While non-agency performance reports have been more benign than expected, “uncertainty remains on the longer-term impact of bond cash flows and whether forbearances, deferrals, and modifications will help avoid losses for both homeowners and bondholders,” bond analysts at TCW Group wrote in website commentary this week.

Meantime, non-agency credit is inching back toward pre-COVID-19 levels — though the availability of loans won’t get close to what was seen just a few months ago, several of the sources said.

Non-QM RMBS issuance might get to USD 12bn this year, about a third of what was expected earlier in 2020 and less than half of last year’s tally, said Sujoy Saha, a director at S&P Global Ratings, during a webinar on Wednesday.

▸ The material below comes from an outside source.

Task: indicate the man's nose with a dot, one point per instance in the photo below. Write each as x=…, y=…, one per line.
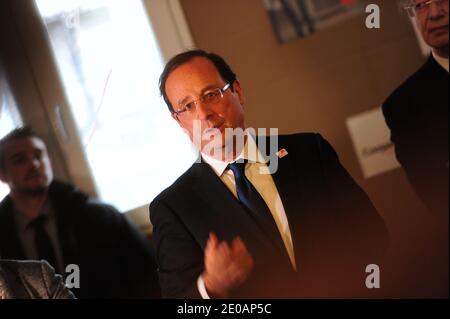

The volume will be limited because some lenders are funding their loans through bank balance sheets instead of aggregators that quickly securitize the debt, one lender said. Warehouse lenders who support aggregators are wary about providing capital after seeing pipelines freeze in March, he said.

Providers of “warehouse lines aren’t going to trust many lenders to get back into space,” the lender said.

LoanStream’s Vernon said lenders are faced with uncertainty over the value of their loans in the secondary market. One reason is more conservative assumptions of non-QM risks by credit rating companies whose grades play a crucial role in the economics of a deal, she said.

“There’s not any sort of broad market” for the non-QMs yet, the lender said.

The improvement in market tone has been measurable and has helped LoanStream in selling all its “old” production, she said. “Over the last few weeks, things have started to stabilize.”